What’s the best way to anticipate cash shortages and deal with them large

What’s the best way to anticipate cash shortages and deal with them?

By Russell Bowyer

How to solve cash flow problems, but before they happen

All businesses at one time or another will experience cash shortages to a lesser or greater degree. But what’s the best way to anticipate cash shortages and deal with them before they become a problem. Let’s take a closer look…

What’s the best way to anticipate cash shortages and deal with them large

What’s the best way to anticipate cash shortages and deal with them in 15 seconds…

The best way to anticipate cash shortages and to deal with them quickly is to have a good accounting and management reporting system in place. A good accounting and management reporting system should help you to focus on key performance indicators like cash at bank and in hand; Customer debts or trade debtor days; Time taken to invoice customers; Inventory or stock turnover ratios; Gross profit margins; Net profit margins; and Supplier payment days.

What’s the best way to anticipate cash shortages?

The best way to anticipate cash shortages, but to be able to deal with them quickly, is to have a good accounting and management reporting system in place. But in addition to having good and up to date management accounts, it’s also key to prepare regular cash flow forecasts too.

A good accounting and management reporting system should help you to focus on the following key performance indicators:

  1. Cash at bank and in hand.
  2. Customer debts or trade debtor days.
  3. Time taken to invoice customers.
  4. Inventory or stock turnover ratios.
  5. Gross profit margins.
  6. Net profit margins.
  7. Supplier payment days.

Let’s now take a closer look at each of these key performance indicators (KPIs) in more detail.

1. Cash at bank and in hand

Possibly one of the best indicators of cash flow problems and to help anticipate cash shortages is to keep an eye on cash and bank balances.

This may seem an obvious answer, but is still worth mentioning in any event. Monitoring cash balances during each month to watch for major fluctuations or to keep a look out for a general trend of an increase or a decrease in cash balances is a will help you to anticipate cash flow shortages before they happen.

2. Customer debts or trade debtor days

The second KPI to monitor is your businesses debtor days. If you debtor days begin to rise, there’s a problem brewing. This could mean your credit control department are not doing there job properly, or it may point to other external factors. This could include a problem with your customers and their ability to meet their own debts as they fall due.

Monitoring your debtor days on a regular basis will allow you to spot any trends and to correct it before it’s too late. Either find out what the problem is in the credit control or speak with any customers who appear to be having difficulties. If it’s the latter, you may need to stop selling to these customers or at the very least limit the amount of credit they receive.

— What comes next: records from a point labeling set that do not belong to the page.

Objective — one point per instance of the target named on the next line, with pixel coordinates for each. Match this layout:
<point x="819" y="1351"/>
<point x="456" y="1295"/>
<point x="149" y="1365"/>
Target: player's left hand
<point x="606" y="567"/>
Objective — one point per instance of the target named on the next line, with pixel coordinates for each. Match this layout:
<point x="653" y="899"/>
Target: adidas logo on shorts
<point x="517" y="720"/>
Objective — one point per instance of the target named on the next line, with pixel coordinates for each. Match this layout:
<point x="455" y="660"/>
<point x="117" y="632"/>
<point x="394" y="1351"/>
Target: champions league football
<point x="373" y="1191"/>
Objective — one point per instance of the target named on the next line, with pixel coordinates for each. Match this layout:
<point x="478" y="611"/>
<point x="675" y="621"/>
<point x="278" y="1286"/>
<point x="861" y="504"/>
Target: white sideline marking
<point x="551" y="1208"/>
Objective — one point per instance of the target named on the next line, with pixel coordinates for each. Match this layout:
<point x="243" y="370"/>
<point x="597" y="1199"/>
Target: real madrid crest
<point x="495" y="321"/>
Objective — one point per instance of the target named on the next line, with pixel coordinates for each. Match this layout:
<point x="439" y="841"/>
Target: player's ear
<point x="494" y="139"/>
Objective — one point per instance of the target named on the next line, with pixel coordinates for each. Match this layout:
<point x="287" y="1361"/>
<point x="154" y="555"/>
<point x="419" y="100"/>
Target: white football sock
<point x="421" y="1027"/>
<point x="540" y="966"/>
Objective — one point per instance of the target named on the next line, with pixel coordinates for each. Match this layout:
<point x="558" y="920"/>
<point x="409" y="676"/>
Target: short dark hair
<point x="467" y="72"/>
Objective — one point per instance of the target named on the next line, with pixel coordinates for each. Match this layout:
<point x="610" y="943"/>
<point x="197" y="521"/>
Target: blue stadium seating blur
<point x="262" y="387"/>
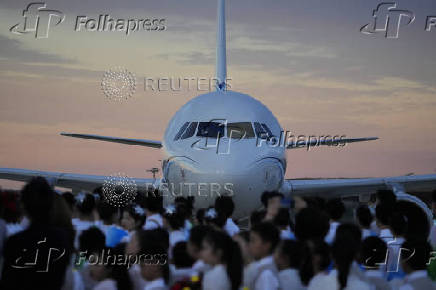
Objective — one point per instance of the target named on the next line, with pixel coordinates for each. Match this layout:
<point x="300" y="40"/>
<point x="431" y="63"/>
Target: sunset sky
<point x="307" y="61"/>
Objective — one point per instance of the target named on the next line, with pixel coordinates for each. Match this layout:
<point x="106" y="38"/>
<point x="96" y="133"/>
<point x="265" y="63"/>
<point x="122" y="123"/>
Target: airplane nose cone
<point x="185" y="177"/>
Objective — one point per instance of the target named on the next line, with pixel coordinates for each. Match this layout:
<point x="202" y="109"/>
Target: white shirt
<point x="153" y="222"/>
<point x="231" y="228"/>
<point x="158" y="284"/>
<point x="330" y="237"/>
<point x="289" y="279"/>
<point x="107" y="284"/>
<point x="216" y="278"/>
<point x="267" y="279"/>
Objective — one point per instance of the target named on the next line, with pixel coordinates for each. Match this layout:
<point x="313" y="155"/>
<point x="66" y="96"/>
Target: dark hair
<point x="119" y="271"/>
<point x="383" y="212"/>
<point x="69" y="199"/>
<point x="37" y="198"/>
<point x="155" y="242"/>
<point x="311" y="224"/>
<point x="311" y="249"/>
<point x="92" y="240"/>
<point x="416" y="253"/>
<point x="181" y="258"/>
<point x="197" y="234"/>
<point x="293" y="252"/>
<point x="364" y="216"/>
<point x="283" y="218"/>
<point x="87" y="205"/>
<point x="373" y="252"/>
<point x="136" y="216"/>
<point x="398" y="223"/>
<point x="345" y="248"/>
<point x="231" y="255"/>
<point x="106" y="211"/>
<point x="153" y="201"/>
<point x="225" y="205"/>
<point x="175" y="219"/>
<point x="257" y="217"/>
<point x="268" y="233"/>
<point x="335" y="208"/>
<point x="267" y="195"/>
<point x="386" y="196"/>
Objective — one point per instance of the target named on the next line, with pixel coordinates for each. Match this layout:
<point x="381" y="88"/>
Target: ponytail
<point x="231" y="255"/>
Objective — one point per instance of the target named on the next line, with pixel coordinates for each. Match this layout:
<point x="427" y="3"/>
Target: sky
<point x="307" y="61"/>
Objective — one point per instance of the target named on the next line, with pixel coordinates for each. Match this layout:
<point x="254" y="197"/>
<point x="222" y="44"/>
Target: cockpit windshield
<point x="236" y="130"/>
<point x="210" y="129"/>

3. Time taken to invoice customers

For any business to thrive and grow it’s important to invoice customers as soon as possible. The longer you take to invoice customers, the slower you’ll receive payment for the invoices.

This key performance indicator will allow you to monitor how quickly invoices are being raised and by keeping this under management, you’ll be able to spot problems well in advance and make sure the problem is corrected as soon as possible.

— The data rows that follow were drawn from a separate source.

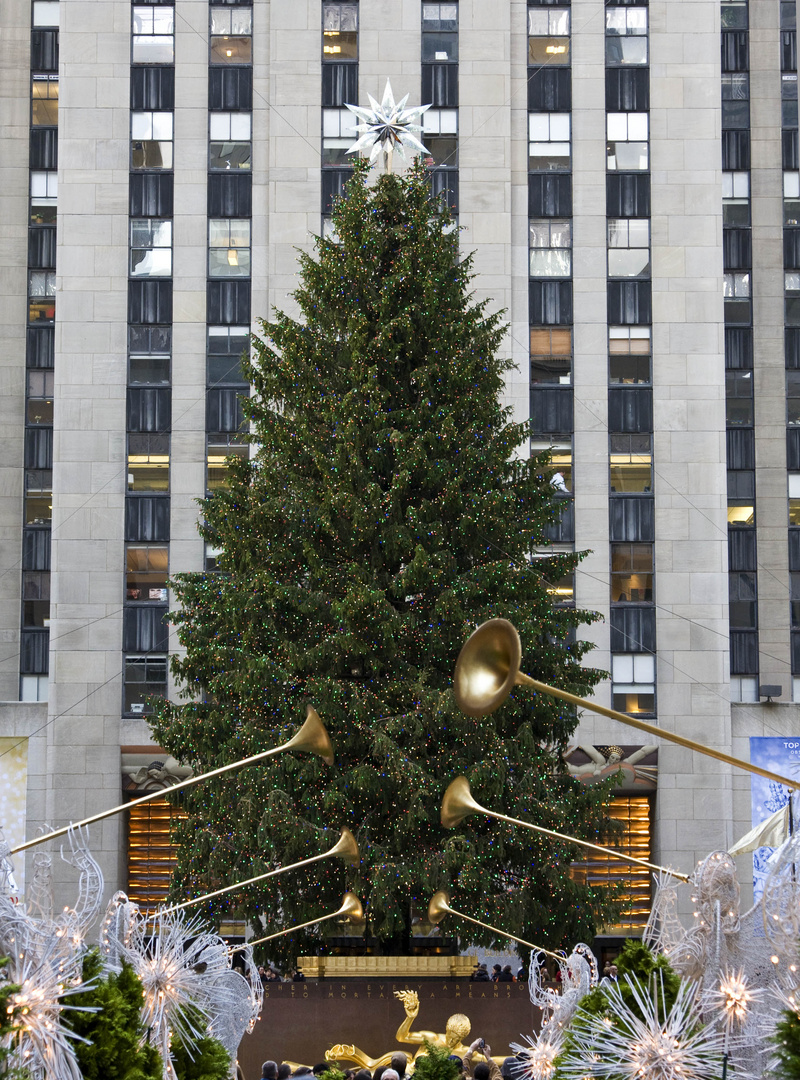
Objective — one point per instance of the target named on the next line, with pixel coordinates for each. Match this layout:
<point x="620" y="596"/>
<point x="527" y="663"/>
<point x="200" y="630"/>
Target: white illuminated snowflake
<point x="623" y="1045"/>
<point x="388" y="126"/>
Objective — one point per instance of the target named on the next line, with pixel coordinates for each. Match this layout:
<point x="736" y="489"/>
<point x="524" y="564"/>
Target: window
<point x="148" y="462"/>
<point x="144" y="677"/>
<point x="149" y="349"/>
<point x="41" y="296"/>
<point x="39" y="410"/>
<point x="625" y="36"/>
<point x="44" y="100"/>
<point x="153" y="35"/>
<point x="736" y="199"/>
<point x="792" y="397"/>
<point x="742" y="599"/>
<point x="43" y="197"/>
<point x="795" y="597"/>
<point x="338" y="135"/>
<point x="229" y="247"/>
<point x="151" y="140"/>
<point x="628" y="349"/>
<point x="788" y="100"/>
<point x="628" y="247"/>
<point x="231" y="41"/>
<point x="551" y="243"/>
<point x="229" y="142"/>
<point x="791" y="198"/>
<point x="439" y="135"/>
<point x="151" y="253"/>
<point x="146" y="574"/>
<point x="739" y="399"/>
<point x="548" y="149"/>
<point x="45" y="13"/>
<point x="633" y="677"/>
<point x="794" y="498"/>
<point x="632" y="463"/>
<point x="36" y="598"/>
<point x="632" y="572"/>
<point x="627" y="135"/>
<point x="734" y="14"/>
<point x="439" y="32"/>
<point x="38" y="496"/>
<point x="34" y="687"/>
<point x="736" y="285"/>
<point x="548" y="37"/>
<point x="40" y="383"/>
<point x="226" y="347"/>
<point x="220" y="447"/>
<point x="735" y="100"/>
<point x="551" y="356"/>
<point x="744" y="688"/>
<point x="340" y="31"/>
<point x="560" y="460"/>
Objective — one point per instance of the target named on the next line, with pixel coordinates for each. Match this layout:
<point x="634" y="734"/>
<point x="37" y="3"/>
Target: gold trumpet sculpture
<point x="312" y="739"/>
<point x="439" y="906"/>
<point x="488" y="667"/>
<point x="346" y="848"/>
<point x="351" y="910"/>
<point x="458" y="804"/>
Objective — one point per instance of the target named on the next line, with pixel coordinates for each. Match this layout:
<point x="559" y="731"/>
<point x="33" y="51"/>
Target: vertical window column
<point x="631" y="360"/>
<point x="441" y="90"/>
<point x="339" y="88"/>
<point x="230" y="210"/>
<point x="43" y="163"/>
<point x="149" y="338"/>
<point x="550" y="241"/>
<point x="737" y="291"/>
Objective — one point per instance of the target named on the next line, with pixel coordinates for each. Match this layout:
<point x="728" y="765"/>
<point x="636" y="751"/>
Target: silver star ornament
<point x="388" y="126"/>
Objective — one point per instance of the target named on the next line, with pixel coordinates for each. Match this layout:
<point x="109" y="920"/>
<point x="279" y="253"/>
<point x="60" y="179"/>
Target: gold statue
<point x="457" y="1030"/>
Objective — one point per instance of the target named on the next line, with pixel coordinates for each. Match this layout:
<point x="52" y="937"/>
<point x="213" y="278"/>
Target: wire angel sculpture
<point x="628" y="1043"/>
<point x="45" y="959"/>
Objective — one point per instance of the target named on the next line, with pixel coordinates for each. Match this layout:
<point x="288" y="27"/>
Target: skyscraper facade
<point x="628" y="177"/>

4. Inventory or stock turnover ratios

Another important KPI for monitoring cash flow and working capital is to keep a watchful eye on inventory or stock turnover ratios. It’s important to set realistic stock turnover levels for each stock item. You don;t want to be carrying too much stock for too long.

If your stock turnover ratio begins to slow down, this could indicate a problem. But by monitoring this ratio or KPI you will be able to spot this and act on it quickly. It might be you have an automatic re-ordering system, but that may not be linked to stock levels. If this is the case, but an item’s sales begins to slow, the inventory of this time will begin to rise.

This will cause you to tie up more cash in your stock than is needed.

5. Gross profit margins

Your gross profit margins are an important key performance indicator to monitor. If your gross profit margin begins to fall, this could indicate a problem. It could mean your business is becoming less efficient, it could indicate that your supplies are becoming more expensive.

But whatever the problem, if your gross profit margins are falling, this will not only reduce your business profits, but it will also begin to impact on cash balances. By monitoring your gross profit margin on a monthly basis will allow you to react quickly to changes, but it will also help you to anticipate potential cash flow shortages too.

6. Net profit margins

Your net profit margin is another important KPI to monitor. Similar to your gross profit margin, you need to keep a close eye on this, as any reductions in your net profit margin might indicate an impending cash flow blip.

7. Supplier payment days

Most businesses are provided with credit from their suppliers, it’s a part of normal business practice. But it’s important to monitor your supplier credit days. If this begins to reduce, it could either mean your suppliers are pushing harder for payment earlier, or it could indicate your accounts department are paying suppliers too soon.

Either way, by monitoring this KPI, you will be able to catch any changes early to anticipate any problems down the line with cash balances.